Organizing Wal-Mart has been an ominous task because of employees transcience and the discount chain's aggressive anti-union tactics. When seven butchers at a Wal-Mart in Jacksonville, Texas voted last year to form a union, the company promptly announced it was closing meat departments in 180 stores across the nation (see "Wal-Martyrs," May 15, 2000).

However, the organizing effort appears to be moving forward in Las Vegas, where dozens of UFCW members have been meeting with Wal-Mart workers in hopes that they will attain a federally sanctioned union vote. "There's a core group in Las Vegas who are really long-term employees and want to stay put," Cashen says.

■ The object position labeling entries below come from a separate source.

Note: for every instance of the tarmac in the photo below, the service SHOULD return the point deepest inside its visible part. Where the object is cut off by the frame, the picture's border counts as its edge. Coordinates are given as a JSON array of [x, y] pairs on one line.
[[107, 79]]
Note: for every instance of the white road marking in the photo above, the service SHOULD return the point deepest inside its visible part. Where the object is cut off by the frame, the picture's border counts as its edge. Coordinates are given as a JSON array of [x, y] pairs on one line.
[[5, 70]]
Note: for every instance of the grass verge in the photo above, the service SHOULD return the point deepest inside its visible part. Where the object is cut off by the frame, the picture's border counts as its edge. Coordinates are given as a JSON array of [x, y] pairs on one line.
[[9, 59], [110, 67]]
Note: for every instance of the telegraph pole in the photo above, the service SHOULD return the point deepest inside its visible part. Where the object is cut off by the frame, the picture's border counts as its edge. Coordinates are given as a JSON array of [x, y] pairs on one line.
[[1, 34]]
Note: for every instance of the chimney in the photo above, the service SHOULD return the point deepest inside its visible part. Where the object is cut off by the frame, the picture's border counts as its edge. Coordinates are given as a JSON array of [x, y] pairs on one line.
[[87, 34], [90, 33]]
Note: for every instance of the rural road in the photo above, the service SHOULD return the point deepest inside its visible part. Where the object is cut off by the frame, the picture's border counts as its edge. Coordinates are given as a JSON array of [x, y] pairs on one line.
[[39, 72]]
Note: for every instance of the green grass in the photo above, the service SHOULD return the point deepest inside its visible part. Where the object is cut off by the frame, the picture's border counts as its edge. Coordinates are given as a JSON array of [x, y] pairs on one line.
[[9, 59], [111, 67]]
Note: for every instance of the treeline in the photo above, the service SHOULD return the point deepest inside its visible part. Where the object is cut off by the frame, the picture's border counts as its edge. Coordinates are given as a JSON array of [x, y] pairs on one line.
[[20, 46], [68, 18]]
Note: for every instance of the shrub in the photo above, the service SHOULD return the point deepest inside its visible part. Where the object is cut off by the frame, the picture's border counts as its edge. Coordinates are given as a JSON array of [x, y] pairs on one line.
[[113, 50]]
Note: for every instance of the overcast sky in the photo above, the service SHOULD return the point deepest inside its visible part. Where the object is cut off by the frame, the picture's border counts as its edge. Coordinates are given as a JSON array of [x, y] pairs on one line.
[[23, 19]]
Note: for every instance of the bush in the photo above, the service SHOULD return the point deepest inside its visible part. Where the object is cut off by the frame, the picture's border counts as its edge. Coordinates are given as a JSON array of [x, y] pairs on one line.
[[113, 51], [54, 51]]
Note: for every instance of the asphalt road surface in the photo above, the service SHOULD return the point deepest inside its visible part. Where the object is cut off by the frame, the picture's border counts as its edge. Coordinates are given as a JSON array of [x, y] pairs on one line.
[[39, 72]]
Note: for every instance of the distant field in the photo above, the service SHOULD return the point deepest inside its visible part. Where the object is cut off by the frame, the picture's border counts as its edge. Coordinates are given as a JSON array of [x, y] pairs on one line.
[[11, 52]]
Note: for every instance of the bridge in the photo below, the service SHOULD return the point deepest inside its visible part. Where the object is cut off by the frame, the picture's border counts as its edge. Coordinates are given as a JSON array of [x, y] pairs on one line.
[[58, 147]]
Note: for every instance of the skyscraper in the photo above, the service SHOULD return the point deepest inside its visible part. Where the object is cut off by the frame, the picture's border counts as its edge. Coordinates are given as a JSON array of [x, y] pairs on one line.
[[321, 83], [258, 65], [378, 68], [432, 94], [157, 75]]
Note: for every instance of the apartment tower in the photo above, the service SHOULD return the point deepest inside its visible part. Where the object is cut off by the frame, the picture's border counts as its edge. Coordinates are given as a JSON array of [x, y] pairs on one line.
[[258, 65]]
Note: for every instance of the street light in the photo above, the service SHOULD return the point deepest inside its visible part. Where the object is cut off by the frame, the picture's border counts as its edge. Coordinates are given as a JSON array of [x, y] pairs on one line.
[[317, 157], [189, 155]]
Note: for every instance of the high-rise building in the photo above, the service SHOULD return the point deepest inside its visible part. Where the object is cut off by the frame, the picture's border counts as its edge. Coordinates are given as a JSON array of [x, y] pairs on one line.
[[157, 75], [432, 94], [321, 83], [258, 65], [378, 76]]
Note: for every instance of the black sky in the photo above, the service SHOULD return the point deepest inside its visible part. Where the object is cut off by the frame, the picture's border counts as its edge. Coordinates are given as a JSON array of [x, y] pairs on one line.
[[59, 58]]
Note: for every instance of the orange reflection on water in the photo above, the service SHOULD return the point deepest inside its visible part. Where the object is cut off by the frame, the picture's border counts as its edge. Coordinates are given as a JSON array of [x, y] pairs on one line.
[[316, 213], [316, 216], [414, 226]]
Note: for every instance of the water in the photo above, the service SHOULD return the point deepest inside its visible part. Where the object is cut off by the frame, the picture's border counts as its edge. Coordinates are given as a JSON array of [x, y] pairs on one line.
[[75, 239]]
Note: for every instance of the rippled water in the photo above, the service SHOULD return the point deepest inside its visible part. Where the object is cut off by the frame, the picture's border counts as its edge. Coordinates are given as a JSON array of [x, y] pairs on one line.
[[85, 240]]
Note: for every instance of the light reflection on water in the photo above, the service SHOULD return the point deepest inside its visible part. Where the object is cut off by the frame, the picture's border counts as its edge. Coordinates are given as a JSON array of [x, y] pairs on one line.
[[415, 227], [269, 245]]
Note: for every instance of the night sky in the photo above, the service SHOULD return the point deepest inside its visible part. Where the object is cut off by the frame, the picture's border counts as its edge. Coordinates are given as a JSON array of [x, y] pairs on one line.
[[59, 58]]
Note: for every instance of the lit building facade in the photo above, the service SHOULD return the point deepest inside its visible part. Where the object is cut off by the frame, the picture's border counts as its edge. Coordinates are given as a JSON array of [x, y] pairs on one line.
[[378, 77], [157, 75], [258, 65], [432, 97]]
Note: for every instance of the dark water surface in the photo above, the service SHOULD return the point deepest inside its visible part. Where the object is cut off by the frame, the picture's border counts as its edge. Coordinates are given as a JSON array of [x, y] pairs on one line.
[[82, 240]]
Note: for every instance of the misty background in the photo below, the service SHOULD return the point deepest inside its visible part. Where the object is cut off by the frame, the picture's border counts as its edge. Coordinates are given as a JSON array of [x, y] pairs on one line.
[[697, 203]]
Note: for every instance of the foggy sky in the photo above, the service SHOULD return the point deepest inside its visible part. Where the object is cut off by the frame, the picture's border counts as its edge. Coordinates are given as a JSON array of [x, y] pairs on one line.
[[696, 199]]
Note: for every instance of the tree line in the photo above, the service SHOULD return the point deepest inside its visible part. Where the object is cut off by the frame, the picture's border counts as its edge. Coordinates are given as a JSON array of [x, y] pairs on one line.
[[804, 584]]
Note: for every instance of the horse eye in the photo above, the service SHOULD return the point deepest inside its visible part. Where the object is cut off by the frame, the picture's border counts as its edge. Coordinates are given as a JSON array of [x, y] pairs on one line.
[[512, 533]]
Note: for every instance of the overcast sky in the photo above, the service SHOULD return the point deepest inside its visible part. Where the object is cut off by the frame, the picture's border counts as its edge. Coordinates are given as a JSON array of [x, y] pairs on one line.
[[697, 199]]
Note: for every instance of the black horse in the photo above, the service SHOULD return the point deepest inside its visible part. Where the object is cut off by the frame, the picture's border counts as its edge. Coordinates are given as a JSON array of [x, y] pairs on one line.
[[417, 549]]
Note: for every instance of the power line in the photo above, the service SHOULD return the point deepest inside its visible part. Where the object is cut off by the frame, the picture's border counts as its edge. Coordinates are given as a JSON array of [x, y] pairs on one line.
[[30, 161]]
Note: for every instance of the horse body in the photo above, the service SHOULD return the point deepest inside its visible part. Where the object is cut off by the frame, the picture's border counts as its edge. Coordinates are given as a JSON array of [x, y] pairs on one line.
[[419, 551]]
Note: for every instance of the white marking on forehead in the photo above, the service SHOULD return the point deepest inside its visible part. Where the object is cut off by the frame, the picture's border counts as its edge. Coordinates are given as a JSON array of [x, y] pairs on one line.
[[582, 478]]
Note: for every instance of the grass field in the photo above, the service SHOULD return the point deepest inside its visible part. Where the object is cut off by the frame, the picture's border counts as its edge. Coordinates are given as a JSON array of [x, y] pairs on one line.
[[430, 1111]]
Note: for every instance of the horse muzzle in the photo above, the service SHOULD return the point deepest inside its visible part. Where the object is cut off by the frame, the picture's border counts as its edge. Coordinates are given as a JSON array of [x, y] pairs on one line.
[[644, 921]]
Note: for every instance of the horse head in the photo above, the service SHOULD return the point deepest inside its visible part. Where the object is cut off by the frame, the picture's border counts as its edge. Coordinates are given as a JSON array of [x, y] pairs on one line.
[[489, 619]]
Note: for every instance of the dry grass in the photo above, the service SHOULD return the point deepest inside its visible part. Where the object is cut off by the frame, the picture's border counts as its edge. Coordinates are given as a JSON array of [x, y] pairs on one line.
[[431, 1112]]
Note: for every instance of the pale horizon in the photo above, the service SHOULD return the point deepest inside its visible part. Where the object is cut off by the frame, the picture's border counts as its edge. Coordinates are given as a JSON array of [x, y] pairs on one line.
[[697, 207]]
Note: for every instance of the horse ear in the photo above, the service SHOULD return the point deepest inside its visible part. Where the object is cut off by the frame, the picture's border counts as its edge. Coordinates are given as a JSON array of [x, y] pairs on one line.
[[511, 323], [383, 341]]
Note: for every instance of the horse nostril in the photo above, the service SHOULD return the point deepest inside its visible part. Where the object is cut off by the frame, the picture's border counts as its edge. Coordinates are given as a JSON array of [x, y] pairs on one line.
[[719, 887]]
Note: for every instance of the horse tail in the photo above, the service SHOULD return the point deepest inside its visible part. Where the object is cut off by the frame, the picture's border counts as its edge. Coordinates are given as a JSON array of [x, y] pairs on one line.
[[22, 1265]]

The Wal-Mart employees leading the union drive are using the Internet to help get out their message. Their Web site (www.walmartworkerslv.com) features detailed critiques of Wal-Mart's wage scales, medical plan and union-busting tactics. It also keeps local employees informed about organizing efforts at stores in other communities. One recent report on the Web site rebuts an anti-union video that Wal-Mart is showing to employees. Las Vegas is a logical first battleground for the UFCW because of the heavy union presence in the city's resorts and supermarkets. The aggressive Culinary Workers Local 226, for example, has more than 50,000 members working in Las Vegas hotels and casinos.